TUTTI A MALTA CONTRO LE LEGHE – E dunque ecco la nuova convocazione. Il 6 e 7 giugno i membri dell'ECA vengono convocati per parlare di nuovo del tema. Però dovranno discutere di contenuti leggermente diversi. Salta fuori dal cilindro una terza competizione europea. Inoltre, i punti programmatici sembrano avere assorbito una diversa consapevolezza, rispetto al rischio di una manifestazione troppo elitaria. Si menziona più esplicitamente il meccanismo promozione-retrocessione, si enfatizza la “sporting meritocracy” affinché venga premiata rispetto all'”historical privilege”, si annuncia la volontà di “sviluppare la mobilità e il dinamismo all'interno del sistema” grazie al potenziamento della struttura piramidale.

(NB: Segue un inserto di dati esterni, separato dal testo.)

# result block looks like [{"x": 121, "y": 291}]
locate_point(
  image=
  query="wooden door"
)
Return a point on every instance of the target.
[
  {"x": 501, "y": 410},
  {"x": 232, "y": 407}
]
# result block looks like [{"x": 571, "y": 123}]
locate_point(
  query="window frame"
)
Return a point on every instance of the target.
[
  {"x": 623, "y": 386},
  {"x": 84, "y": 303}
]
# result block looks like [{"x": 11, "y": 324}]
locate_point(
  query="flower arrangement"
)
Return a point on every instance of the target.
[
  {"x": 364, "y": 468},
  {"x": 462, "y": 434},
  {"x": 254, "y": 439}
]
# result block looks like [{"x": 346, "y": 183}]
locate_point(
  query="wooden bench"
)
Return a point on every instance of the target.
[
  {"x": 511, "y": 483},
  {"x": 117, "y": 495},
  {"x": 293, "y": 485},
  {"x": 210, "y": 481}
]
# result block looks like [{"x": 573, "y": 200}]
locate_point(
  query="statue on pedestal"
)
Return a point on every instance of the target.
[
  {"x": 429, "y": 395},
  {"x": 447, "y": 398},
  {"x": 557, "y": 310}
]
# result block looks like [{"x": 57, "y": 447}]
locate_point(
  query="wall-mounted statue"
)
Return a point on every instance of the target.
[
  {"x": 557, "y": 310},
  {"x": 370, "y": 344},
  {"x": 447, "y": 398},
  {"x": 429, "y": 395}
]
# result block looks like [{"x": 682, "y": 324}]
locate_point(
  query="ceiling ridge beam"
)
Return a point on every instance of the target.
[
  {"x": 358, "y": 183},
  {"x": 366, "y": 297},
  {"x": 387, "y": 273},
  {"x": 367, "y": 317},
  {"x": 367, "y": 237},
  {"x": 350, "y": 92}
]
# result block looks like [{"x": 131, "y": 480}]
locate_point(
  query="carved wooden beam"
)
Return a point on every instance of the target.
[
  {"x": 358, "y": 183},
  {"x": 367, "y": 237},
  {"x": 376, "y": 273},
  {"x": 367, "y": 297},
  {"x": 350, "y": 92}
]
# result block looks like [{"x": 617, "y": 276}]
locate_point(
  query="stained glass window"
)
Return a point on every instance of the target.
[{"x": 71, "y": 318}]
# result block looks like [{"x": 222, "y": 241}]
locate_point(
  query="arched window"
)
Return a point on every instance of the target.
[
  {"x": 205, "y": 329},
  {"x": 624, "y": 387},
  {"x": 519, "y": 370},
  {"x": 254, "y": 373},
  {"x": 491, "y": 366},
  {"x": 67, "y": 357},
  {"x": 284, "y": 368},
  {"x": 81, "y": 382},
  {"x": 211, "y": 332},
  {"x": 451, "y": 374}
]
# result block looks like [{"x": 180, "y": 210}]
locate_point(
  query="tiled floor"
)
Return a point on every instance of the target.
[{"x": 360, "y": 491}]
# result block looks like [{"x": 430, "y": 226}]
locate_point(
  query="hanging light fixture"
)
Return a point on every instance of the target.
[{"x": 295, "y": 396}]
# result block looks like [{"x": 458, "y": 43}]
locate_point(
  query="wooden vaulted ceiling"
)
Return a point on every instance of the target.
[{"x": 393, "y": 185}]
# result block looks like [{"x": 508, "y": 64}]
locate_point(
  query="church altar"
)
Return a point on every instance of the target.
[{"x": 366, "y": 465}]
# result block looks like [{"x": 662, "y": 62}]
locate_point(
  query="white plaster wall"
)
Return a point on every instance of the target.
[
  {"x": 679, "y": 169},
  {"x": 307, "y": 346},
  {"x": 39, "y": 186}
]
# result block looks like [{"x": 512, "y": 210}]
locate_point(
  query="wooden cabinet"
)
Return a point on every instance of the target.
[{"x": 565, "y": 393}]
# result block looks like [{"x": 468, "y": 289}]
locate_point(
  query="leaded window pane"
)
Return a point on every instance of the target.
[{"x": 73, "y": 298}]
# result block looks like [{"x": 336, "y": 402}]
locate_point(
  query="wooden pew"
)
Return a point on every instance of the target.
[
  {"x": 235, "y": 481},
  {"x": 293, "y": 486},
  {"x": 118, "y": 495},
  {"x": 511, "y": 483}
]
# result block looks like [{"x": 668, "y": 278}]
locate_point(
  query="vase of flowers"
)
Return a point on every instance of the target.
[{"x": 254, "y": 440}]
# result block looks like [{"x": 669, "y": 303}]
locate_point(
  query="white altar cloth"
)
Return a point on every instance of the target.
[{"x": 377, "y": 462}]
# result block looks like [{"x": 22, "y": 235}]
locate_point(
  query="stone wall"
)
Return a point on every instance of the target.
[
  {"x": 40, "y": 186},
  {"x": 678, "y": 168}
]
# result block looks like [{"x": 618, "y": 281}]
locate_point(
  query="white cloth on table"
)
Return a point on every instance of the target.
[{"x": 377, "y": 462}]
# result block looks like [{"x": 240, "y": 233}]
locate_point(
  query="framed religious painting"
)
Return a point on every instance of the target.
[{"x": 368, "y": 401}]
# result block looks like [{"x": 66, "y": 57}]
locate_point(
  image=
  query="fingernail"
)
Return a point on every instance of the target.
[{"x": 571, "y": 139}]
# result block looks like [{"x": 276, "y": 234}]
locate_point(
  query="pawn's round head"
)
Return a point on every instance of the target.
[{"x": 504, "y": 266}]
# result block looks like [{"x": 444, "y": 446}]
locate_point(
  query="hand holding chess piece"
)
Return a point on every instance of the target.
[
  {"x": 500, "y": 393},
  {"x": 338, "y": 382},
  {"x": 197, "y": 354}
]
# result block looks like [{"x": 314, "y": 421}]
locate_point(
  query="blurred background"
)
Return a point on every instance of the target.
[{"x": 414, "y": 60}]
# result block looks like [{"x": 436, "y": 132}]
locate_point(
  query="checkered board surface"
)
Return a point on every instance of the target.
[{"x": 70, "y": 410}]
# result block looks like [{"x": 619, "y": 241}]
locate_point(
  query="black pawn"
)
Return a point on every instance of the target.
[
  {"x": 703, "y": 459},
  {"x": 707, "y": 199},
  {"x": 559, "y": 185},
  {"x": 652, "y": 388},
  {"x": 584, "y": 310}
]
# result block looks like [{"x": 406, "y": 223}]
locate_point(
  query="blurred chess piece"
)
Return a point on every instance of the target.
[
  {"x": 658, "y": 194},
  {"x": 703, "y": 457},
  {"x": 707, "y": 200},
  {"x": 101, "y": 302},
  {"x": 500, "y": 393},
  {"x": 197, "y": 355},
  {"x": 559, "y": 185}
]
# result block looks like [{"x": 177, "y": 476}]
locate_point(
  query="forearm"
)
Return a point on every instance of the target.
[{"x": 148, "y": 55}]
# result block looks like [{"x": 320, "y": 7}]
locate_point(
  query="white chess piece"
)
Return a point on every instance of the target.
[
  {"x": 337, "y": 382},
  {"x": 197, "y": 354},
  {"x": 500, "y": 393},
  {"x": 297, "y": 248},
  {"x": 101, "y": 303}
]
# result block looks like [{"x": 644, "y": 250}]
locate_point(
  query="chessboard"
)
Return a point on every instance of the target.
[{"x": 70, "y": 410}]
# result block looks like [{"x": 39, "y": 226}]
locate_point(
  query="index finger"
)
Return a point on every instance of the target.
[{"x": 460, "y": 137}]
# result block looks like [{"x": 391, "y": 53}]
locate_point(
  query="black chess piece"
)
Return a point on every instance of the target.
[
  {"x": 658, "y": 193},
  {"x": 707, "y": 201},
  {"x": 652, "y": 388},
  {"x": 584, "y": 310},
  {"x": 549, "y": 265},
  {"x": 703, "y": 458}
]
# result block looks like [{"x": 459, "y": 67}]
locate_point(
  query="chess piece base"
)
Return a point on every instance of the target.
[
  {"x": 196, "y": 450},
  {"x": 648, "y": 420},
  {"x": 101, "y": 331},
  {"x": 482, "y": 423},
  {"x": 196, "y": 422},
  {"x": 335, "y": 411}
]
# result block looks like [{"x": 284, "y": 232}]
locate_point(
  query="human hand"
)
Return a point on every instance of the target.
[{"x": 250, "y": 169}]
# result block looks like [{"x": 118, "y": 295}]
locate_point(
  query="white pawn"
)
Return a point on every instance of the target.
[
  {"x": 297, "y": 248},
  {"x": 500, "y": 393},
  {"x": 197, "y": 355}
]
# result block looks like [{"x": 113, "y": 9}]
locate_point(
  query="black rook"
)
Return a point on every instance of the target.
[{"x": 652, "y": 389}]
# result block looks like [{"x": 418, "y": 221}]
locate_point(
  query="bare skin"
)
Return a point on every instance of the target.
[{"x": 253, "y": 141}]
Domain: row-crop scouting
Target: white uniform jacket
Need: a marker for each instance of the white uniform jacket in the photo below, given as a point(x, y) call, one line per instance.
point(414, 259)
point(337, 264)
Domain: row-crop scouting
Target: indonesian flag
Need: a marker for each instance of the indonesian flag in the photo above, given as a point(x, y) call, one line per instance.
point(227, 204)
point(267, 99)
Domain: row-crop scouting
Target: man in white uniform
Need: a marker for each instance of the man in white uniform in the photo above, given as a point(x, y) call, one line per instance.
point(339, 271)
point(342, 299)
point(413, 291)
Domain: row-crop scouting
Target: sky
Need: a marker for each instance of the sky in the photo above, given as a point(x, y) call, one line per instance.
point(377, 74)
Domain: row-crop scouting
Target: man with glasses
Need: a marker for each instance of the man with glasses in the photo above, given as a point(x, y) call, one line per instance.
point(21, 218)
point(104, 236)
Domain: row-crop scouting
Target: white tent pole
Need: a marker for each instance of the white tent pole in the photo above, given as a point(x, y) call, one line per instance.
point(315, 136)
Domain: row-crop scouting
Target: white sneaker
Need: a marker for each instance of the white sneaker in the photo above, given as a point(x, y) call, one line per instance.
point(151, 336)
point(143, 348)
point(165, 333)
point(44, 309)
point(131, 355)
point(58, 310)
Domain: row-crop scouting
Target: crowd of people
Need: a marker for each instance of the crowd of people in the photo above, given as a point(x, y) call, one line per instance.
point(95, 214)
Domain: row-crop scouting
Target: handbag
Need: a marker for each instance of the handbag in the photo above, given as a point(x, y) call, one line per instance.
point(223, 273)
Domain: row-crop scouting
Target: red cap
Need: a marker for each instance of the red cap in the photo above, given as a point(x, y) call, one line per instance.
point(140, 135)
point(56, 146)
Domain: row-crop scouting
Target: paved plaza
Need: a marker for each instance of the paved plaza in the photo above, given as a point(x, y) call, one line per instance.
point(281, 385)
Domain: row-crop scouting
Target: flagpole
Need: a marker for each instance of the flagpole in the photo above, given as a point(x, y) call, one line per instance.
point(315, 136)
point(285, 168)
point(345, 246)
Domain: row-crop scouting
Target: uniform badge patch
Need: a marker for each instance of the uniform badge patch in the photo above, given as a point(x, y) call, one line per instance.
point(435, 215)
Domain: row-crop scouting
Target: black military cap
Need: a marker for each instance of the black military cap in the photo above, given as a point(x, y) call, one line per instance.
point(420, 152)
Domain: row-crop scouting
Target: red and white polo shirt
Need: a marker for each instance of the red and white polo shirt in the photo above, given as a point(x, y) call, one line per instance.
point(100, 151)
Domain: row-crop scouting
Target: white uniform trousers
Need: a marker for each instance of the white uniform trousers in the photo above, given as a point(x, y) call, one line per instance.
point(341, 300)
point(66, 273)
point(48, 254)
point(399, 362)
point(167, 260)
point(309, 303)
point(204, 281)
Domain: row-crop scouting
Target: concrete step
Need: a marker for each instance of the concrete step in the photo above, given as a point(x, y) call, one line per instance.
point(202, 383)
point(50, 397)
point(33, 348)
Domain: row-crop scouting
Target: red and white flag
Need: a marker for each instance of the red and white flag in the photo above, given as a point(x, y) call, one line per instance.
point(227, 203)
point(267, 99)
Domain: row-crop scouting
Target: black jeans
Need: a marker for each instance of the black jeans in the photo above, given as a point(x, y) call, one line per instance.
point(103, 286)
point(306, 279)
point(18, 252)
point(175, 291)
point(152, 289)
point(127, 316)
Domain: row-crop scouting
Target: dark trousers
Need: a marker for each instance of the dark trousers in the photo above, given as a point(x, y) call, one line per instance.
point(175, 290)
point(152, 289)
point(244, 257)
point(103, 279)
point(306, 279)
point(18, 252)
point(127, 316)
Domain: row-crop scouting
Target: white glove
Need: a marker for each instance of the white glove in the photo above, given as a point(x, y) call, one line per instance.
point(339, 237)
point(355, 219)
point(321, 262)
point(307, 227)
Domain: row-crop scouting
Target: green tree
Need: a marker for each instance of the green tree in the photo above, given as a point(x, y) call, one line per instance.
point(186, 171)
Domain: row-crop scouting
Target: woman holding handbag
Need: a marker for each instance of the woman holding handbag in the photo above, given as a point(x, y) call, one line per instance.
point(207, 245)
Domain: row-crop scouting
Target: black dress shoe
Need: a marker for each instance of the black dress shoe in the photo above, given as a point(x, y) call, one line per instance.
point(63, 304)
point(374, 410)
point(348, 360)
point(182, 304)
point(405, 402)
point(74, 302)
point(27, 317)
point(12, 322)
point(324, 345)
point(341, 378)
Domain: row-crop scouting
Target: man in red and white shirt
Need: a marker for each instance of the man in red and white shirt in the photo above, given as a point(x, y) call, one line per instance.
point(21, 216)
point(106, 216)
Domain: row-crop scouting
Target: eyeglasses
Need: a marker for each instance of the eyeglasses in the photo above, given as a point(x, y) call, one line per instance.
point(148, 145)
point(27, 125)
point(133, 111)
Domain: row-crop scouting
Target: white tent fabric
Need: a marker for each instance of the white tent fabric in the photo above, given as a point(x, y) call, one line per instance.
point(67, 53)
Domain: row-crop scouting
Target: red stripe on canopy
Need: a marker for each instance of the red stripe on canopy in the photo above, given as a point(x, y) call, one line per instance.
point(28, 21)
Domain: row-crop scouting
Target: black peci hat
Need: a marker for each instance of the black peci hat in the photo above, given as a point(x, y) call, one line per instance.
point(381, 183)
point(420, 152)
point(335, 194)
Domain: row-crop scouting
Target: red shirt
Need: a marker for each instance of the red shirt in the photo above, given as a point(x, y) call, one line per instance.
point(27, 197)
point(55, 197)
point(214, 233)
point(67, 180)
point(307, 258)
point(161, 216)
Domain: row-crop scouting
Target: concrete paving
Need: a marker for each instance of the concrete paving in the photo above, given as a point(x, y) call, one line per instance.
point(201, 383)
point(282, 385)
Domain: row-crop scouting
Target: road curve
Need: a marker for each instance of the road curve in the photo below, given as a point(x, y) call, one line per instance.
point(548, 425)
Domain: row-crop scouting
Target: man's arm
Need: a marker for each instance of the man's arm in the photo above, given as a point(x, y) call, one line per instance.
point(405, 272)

Ma arrivano anche i passaggi meno chiari. Per esempio, là dove si parla di un impegno a mantenere la “simbiosi” coi campionati nazionali. Sì, ma in che modo? Riproponendo una calendarizzazione dei match durante i weekend? Soprattutto, c'è quell'ultimo punto che dice molto: con l'appello a essere “progressisti” anziché “reazionari e propensi a conservare uno status quo sub-ottimale”. L'uso dell'aggettivo “reazionari” è davvero un bel carico da undici, non certo indice di una predisposizione al dialogo con tutte le componenti del calcio europeo che dovrebbero rinegoziare le competizioni. Ma a chi sarebbe rivolto l'aggettivo? Il dubbio viene chiarito grazie allo svelamento di un retroscena, che in Italia è stato reso noto dall'agenzia Ansa. Viene riferito che, da presidente dell'ECA, Andrea Agnelli avrebbe inviato una lettera ai 230 membri dell'associazione, invitandoli a disertare l'assemblea dell'European Leagues, indetta per il 6 e 7 maggio a Madrid. Un gesto di gravissima scortesia, che certo non poteva rimanere segreto (come si può pensare che, su 230 destinatari, non ce ne sia uno che renda pubblica la cosa?), e dunque volutamente ostile.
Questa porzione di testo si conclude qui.